Will The DOT Punish?
Secretary of Transportation, Pete Buttigieg, indicated there would be consequences for airlines that cause mass disruptions going forward. This incident probably didn’t qualify as a mass disruption, but a still-healing relationship with the department and the airline is no doubt being tested again.
I doubt the Secretary will take a stand against Southwest on this particular occasion, but it likely further shortens the fuse for future events.
Conclusion
All major carriers have technology issues with which to contend. However, Southwest’s continues to be seriously struggling and puts the airline in the spotlight for performance issues again. If management at the airline won’t move quicker and more decidedly for technological change that keeps passengers moving and airplanes flying, their hand may be forced – if not by the Department of Transportation, then by the shareholders.
What do you think? Is Southwest taking action strong enough to combat its technology issues? Would you second guess booking them on the basis of its ability to operate?
A few months ago I was contacted by Southwest about a technical job but the screener was clueless as to the questions (I guess from a script he was given) he was asking. If you don’t invest serious money then you are just asking for trouble.
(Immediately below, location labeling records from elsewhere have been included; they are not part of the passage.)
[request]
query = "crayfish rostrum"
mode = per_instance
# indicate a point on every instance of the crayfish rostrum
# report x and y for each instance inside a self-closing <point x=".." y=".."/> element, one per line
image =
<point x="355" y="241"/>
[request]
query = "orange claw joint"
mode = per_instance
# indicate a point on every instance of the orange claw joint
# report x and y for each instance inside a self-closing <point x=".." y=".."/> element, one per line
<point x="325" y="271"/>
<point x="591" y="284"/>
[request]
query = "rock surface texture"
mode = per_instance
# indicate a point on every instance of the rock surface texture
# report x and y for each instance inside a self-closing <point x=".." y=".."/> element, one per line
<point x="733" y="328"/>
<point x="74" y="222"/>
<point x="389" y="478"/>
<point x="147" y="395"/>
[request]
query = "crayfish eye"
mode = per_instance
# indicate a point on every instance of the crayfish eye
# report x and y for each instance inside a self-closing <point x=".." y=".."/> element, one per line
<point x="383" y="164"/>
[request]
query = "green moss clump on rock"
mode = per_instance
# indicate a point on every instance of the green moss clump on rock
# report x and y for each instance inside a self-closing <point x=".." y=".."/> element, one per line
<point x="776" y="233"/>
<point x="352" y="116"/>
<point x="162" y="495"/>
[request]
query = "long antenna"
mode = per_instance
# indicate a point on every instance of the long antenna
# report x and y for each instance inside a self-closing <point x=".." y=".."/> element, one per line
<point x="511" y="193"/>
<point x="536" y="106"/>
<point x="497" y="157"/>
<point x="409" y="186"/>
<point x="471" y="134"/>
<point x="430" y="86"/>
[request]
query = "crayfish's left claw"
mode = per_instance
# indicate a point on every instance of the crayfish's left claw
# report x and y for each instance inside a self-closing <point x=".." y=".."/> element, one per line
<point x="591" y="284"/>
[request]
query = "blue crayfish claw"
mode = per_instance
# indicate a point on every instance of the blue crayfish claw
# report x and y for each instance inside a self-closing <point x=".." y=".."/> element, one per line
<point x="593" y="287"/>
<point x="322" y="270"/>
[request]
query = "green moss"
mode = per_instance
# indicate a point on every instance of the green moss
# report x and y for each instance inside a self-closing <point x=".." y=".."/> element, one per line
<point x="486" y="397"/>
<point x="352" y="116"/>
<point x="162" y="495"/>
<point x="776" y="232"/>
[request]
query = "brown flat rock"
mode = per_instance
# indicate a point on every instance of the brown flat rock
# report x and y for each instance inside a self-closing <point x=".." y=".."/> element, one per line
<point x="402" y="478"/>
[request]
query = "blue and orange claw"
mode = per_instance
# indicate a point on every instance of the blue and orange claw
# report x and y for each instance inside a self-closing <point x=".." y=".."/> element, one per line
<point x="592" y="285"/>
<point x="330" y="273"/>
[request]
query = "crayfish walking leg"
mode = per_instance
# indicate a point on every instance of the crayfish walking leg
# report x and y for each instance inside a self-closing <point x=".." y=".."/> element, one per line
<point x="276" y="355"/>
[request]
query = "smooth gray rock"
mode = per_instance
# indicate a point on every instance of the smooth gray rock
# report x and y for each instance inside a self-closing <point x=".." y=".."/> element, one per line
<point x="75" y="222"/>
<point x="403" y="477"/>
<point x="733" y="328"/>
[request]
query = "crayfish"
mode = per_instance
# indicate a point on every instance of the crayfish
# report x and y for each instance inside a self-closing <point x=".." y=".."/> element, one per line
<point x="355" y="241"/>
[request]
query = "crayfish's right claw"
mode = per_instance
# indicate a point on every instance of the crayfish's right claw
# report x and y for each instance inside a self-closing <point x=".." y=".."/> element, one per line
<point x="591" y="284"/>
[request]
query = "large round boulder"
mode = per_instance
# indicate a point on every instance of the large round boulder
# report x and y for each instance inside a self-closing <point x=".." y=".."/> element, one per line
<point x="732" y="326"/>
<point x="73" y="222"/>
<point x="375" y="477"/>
Southwest technology has been outdated for a long time.
Among with other roles I was screened for Pilot Scheduling but I guess my salary requirements were (way) too high. I did get offered a payroll role dealing with paper timecards.. glad I didn’t take that. Pay was way too low for Dallas cost of living, never mind the job sounded like a complete headache.
Stopped flying them several years before the meltdown for the same reasons, Never looked back. Anyone who flys them now knows what to expect. If you want to where you’re going, fly a legacy airline or JSX.
Hard to say they are a step up from Allegiant, Frontier and Spirit anymore. Still shocked anyone who reads these blogs and is a frequent flyer even considers them.
They still have best domestic regular economy seat in terms of comfort.
Lol. That’s a really really REALLY low bar
Had a Southwest credit card from 2012 plus their flexibility was hard to beat.
Their customer service has gone downhill and that was the only reason I kept flying them until the second year of the pandemic when they screwed me on a refund for travel the first year.
I know that you and Matthew like to hammer on Southwest, but why nothing on the Hawaiian Air IT upgrade debacle this past week? The “upgrade” that was supposed to complete in early hours of the 19th instead knocked all booking functions for their app and website offline until late Friday. Passengers could only check-in for flights with a counter agent at the airport. Even the phone call center could not access flights or most other functions. All resulted in long lines of customers being served by minimal staff, missed flights, hotel and dining vouchers that sometimes did not work (according to online comments). And yet, nothing from you or Matthew? Just because you fly them rarely (if ever), Hawaiian is big player on the West Coast to the islands. Just wondering…
My favorite US airline.
Not to defend Southwest’s performance, but it’s pretty unreasonable expect them to overhaul their IT infrastructure in 4 months. I’ve been involve in some big projects, and they take years.
Same. Decades even. It’s amazing what can be done, but yeah, takes tons of time.
A firewall issue doesn’t just break things. That’s not how firewalls work. If a new one was implemented, that could break things. However, an existing firewall doesn’t do that. Someone would have to have made a change. This isn’t a failure of technology, it’s user error. A person likely did this and broke something because they didn’t understand what they’re doing. I’m not sure why you’re blaming their antiquated technology on a firewall misconfiguration, unless it was a new firewall. Even then, it shows they’re working on upgrading their antiquated system.